问题描述
在某生产环境中需要查询一天的操作数据,研发同事反馈该查询SQL正常情况下能3秒内返回查询结果,当查询2018-08-31
时查询执行超过10分钟,查询SQL(已屏蔽业务表名)为:
SELECT COUNT(1)
FROM OBM
LEFT JOIN OTLR ON OTLR.OUTBOUND_NO = obm.OUTBOUND_NO AND OTLR.YN =0
LEFT JOIN RTM ON RTM.RECEIPT_NO = OBM.OUTBOUND_NO AND RTM.yn =0
LEFT JOIN RTMM ON RTMM.RECEIPT_NO = RTM.RECEIPT_NO AND RECEIPT_STATUS = '404' AND RTMM.yn =0
LEFT JOIN PBD ON PBD.OUTBOUND_NO = OTLR.SUB_ORDER_NO AND PBD.yn = 0
LEFT JOIN PBM ON PBM.BATCH_NO = PBD.BATCH_NO AND PBM.yn =0
LEFT JOIN PTD ON PTD.OUTBOUND_NO = OBM.OUTBOUND_NO AND PTD.yn =0
LEFT JOIN OCB ON OCB.OUTBOUND_NO = OTLR.SUB_ORDER_NO AND OCB.yn =0
LEFT JOIN OLSM ON OLSM.OUTBOUND_NO = OTLR.SUB_ORDER_NO AND OLSM.yn =0
WHERE OBM.OUTBOUND_TYPE IN(10,18) AND 1 = 1
AND (OBM.INTERVAL_ENDTIME>=cast('2018/8/31/00:00:00' as datetime)

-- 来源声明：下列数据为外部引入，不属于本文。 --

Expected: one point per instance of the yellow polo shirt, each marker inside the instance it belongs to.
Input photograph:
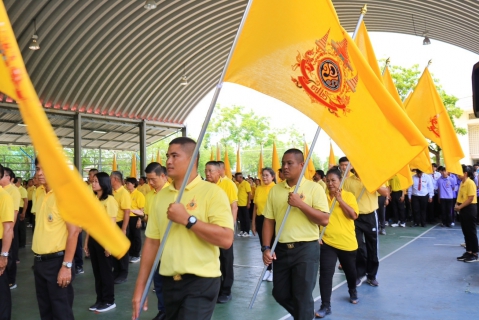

AND OBM.INTERVAL_ENDTIME<=cast('2018/8/31/23:59:59' as datetime))
问题分析
针对该问题,我们选取2018-09-01
来进行对比,发现两条SQL执行计划相同,当实际执行中查询2018-09-01
的数据仅需要1.96秒,而查询2018-08-31
的数据五分钟没有返回结果,因此我们推断两天的数据差异导致查询性能异常,将查询SQL进行分解测试,找出异常部分。
首先查询OBM
表中满足条件的数据,返回结果:16891,查询时间:0.67秒,查询SQL为:
SELECT COUNT(1)
FROM OBM
#LEFT JOIN OTLR ON OTLR.OUTBOUND_NO = obm.OUTBOUND_NO AND OTLR.YN =0
#LEFT JOIN RTM ON RTM.RECEIPT_NO = OBM.OUTBOUND_NO AND RTM.yn =0
#LEFT JOIN RTMM ON RTMM.RECEIPT_NO = RTM.RECEIPT_NO AND RECEIPT_STATUS = '404' AND RTMM.yn =0
#LEFT JOIN PBD ON PBD.OUTBOUND_NO = OTLR.SUB_ORDER_NO AND PBD.yn = 0
#LEFT JOIN PBM ON PBM.BATCH_NO = PBD.BATCH_NO AND PBM.yn =0
#LEFT JOIN PTD ON PTD.OUTBOUND_NO = OBM.OUTBOUND_NO AND PTD.yn =0
#LEFT JOIN OCB ON OCB.OUTBOUND_NO = OTLR.SUB_ORDER_NO AND OCB.yn =0
#LEFT JOIN OLSM ON OLSM.OUTBOUND_NO = OTLR.SUB_ORDER_NO AND OLSM.yn =0
WHERE OBM.OUTBOUND_TYPE IN(10,18) AND 1 = 1
AND (OBM.INTERVAL_ENDTIME>=cast('2018/8/31/00:00:00' as datetime)
AND OBM.INTERVAL_ENDTIME<=cast('2018/8/31/23:59:59' as datetime))
尝试关联OTLR
和RTM
两个表,返回结果:24601,查询时间:1.00秒,查询SQL为:
SELECT COUNT(1)
FROM OBM
LEFT JOIN OTLR ON OTLR.OUTBOUND_NO = obm.OUTBOUND_NO AND OTLR.YN =0
LEFT JOIN RTM ON RTM.RECEIPT_NO = OBM.OUTBOUND_NO AND RTM.yn =0
#LEFT JOIN RTMM ON RTMM.RECEIPT_NO = RTM.RECEIPT_NO AND RECEIPT_STATUS = '404' AND RTMM.yn =0
#LEFT JOIN PBD ON PBD.OUTBOUND_NO = OTLR.SUB_ORDER_NO AND PBD.yn = 0
#LEFT JOIN PBM ON PBM.BATCH_NO = PBD.BATCH_NO AND PBM.yn =0
#LEFT JOIN PTD ON PTD.OUTBOUND_NO = OBM.OUTBOUND_NO AND PTD.yn =0
#LEFT JOIN OCB ON OCB.OUTBOUND_NO = OTLR.SUB_ORDER_NO AND OCB.yn =0
#LEFT JOIN OLSM ON OLSM.OUTBOUND_NO = OTLR.SUB_ORDER_NO AND OLSM.yn =0
WHERE OBM.OUTBOUND_TYPE IN(10,18) AND 1 = 1
AND (OBM.INTERVAL_ENDTIME>=cast('2018/8/31/00:00:00' as datetime)
AND OBM.INTERVAL_ENDTIME<=cast('2018/8/31/23:59:59' as datetime))
按照上面测试方法,我们继续测试关联更多表后查询性能发现:
首先关联```OTLR```和```RTM```两个表,返回结果:24601,查询时间:1.00秒,
再尝试关联```RTMM```和```PBD```两个表,返回结果:25198,查询时间:1.44秒
再尝试关联```PBM```表,返回结果:27230,查询时间:1.56秒
再尝试关联```PTD```表,返回结果:6241432,查询时间:8.52秒
尝试关联所有表,返回结果:290400318,查询时间:582秒
通过对比查询,发现查询2018-09-01
返回81000条记录,而查询2018-08-31
返回290400318条记录,记录数差距3585倍,所以查询出现”性能问题”。
解决办法
该问题表面上是”性能问题”,但实际上是”SQL正确性问题”,该SQL没有正确使用关联条件或该SQL需求存在问题,虽然查询SQL能执行成功并返回数据,但不代表该返回数据”合理正确”,应重新检查该SQL需求合理性和关联条件正确性。